Under Massachusetts law, it'll probably take 10 days for the election of Scott Brown to be certified and for Brown to be sworn in as a Senator. Nothing nefarious -- that's just how orderly transfers of power work in a democratic system. Consequently, Paul Kirk will continue to serve as Senator up until the point that Brown is properly sworn in.
Barney Frank, God love him, doesn't think Kirk counts:
"I know some of my Democratic colleagues had been thinking about ways to, in effect, get around the results by working in various parliamentary ways, looking at the rules, trying to get a health care bill passed that would have been the same bill that would have passed if [MA AG] Martha Coakley [D] had won, and I think that's a mistake," Frank said. "I will not support an effort to push through a House-Senate compromise bill despite an election.

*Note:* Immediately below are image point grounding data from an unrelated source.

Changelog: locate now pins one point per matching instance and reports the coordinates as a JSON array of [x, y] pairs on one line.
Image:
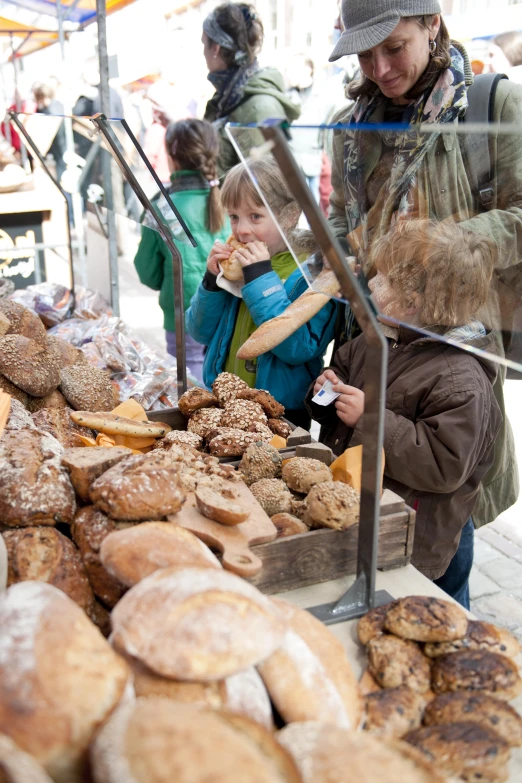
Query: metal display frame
[[361, 596]]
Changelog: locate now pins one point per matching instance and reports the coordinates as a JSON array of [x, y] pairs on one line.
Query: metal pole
[[103, 59], [69, 144]]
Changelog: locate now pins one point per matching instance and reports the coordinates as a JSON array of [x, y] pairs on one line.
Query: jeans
[[194, 353], [455, 582]]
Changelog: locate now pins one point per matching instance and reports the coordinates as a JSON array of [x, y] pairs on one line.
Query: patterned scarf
[[399, 197], [230, 86]]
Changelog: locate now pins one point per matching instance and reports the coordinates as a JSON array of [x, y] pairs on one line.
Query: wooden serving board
[[231, 542]]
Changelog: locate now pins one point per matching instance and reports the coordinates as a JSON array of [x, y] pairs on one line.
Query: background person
[[245, 93], [412, 73], [192, 149]]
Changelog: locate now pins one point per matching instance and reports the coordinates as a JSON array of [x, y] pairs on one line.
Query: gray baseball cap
[[368, 22]]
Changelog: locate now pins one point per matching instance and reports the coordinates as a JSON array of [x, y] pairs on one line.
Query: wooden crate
[[321, 555]]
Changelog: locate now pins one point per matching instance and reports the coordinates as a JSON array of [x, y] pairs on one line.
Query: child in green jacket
[[192, 150]]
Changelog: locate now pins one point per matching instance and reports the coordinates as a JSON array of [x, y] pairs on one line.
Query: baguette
[[111, 424], [275, 331]]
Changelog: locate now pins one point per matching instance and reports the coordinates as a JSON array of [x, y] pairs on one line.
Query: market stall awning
[[81, 11], [26, 39]]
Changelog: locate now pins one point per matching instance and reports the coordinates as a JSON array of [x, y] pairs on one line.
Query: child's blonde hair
[[447, 263]]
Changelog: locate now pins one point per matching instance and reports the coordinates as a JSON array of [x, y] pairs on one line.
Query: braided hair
[[194, 145]]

I'm disappointed in how it came out, but I think electoral results have to be respected."
Jim Webb agrees, except ever so more so:
“In many ways the campaign in Massachusetts became a referendum not only on health care reform but also on the openness and integrity of our government process,” Mr. Webb said. “It is vital that we restore the respect of the American people in our system of government and in our leaders. To that end, I believe it would only be fair and prudent that we suspend further votes on health care legislation until Senator-elect Brown is seated.”
You know, I don't remember Jim Webb going on strike and filibustering all Senate votes while Norm Coleman and the Republican Party used every procedural trick at their disposal to keep Al Franken out of the Senate for six months. And there's a good reason for that: government has to function per its own rules. Coleman and the Republicans may have been acting in bad faith in delaying Franken's swearing in, but life had to go on for the Senate while the mess in Minnesota was sorted out.

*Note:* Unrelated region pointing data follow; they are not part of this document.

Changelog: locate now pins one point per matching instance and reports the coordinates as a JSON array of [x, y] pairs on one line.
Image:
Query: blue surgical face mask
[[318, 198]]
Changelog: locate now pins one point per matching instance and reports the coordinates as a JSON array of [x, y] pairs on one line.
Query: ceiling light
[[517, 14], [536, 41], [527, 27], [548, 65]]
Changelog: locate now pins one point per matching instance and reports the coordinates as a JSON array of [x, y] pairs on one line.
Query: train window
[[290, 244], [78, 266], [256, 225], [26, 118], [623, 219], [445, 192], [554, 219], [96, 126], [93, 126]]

Lame ducks are a feature, not a bug, of our republic. They allow the work of government to continue as our democratic process ensures that the results of elections are proper, accurate, and complete. And while lame ducks generally don't engage in major legislation, they retain the powers of their offices, and occasionally do attempt to make significant changes on their way out the door -- witness George W. Bush's "midnight" executive rulemaking. That's how our government works.

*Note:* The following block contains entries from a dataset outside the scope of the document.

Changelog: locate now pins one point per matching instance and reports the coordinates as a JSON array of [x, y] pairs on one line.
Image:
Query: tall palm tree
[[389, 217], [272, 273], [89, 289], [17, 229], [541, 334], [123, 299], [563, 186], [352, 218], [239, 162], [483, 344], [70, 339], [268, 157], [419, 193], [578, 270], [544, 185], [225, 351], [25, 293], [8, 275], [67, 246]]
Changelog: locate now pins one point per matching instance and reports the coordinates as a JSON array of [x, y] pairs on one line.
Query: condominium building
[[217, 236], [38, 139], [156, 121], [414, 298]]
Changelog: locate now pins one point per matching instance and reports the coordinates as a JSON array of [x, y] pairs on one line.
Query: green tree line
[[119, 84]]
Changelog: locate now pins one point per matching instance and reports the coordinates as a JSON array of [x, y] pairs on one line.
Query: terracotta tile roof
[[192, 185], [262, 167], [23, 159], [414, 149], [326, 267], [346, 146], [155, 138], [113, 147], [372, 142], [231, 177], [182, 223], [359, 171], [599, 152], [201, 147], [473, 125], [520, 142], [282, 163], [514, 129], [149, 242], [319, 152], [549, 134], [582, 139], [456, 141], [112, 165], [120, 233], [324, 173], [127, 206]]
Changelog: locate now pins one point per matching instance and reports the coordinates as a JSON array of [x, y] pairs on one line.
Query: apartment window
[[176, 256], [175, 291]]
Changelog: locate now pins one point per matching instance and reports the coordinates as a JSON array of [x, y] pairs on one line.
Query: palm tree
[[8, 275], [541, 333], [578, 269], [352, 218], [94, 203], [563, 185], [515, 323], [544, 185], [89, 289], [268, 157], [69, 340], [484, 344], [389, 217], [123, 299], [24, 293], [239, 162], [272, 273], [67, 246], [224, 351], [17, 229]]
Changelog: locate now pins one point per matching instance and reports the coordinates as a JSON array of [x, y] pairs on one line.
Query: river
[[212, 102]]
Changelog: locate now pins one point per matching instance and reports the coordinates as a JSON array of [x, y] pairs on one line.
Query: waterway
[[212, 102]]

Now I'm not advocating that a health bill be hurried through Congress in the next couple days -- far from it. I've got serious reservations about the bill on offer, and it would be a shocker if a rush bill didn't end up looking a lot uglier than what's currently being discussed. But this notion that the work of government needs to be put on hold, and the country resigned to twiddling its thumbs and listening to "Little Spanish Flea," while we wait for one of 100 senators to be sworn in, is just absurd -- especially when there's another senator properly holding that seat. It's even more ludicrous when you consider that this senator doesn't change the balance of power in the chamber. He represents the 41st member of a minority caucus. No committee chairs will be ousted following his swearing-in. Mitch McConnell will not become the Majority Leader. Dick Durbin and Harry Reid won't have to move to less desirable offices. All Brown represents is one more Senator in a small minority. Now sure, you can say that he does represent "the end of the Democratic supermajority."
But how can he represent the end of something that never existed?
Congress should feel free to continue to do the people's work over the next few days. That's how we do in a republican democracy.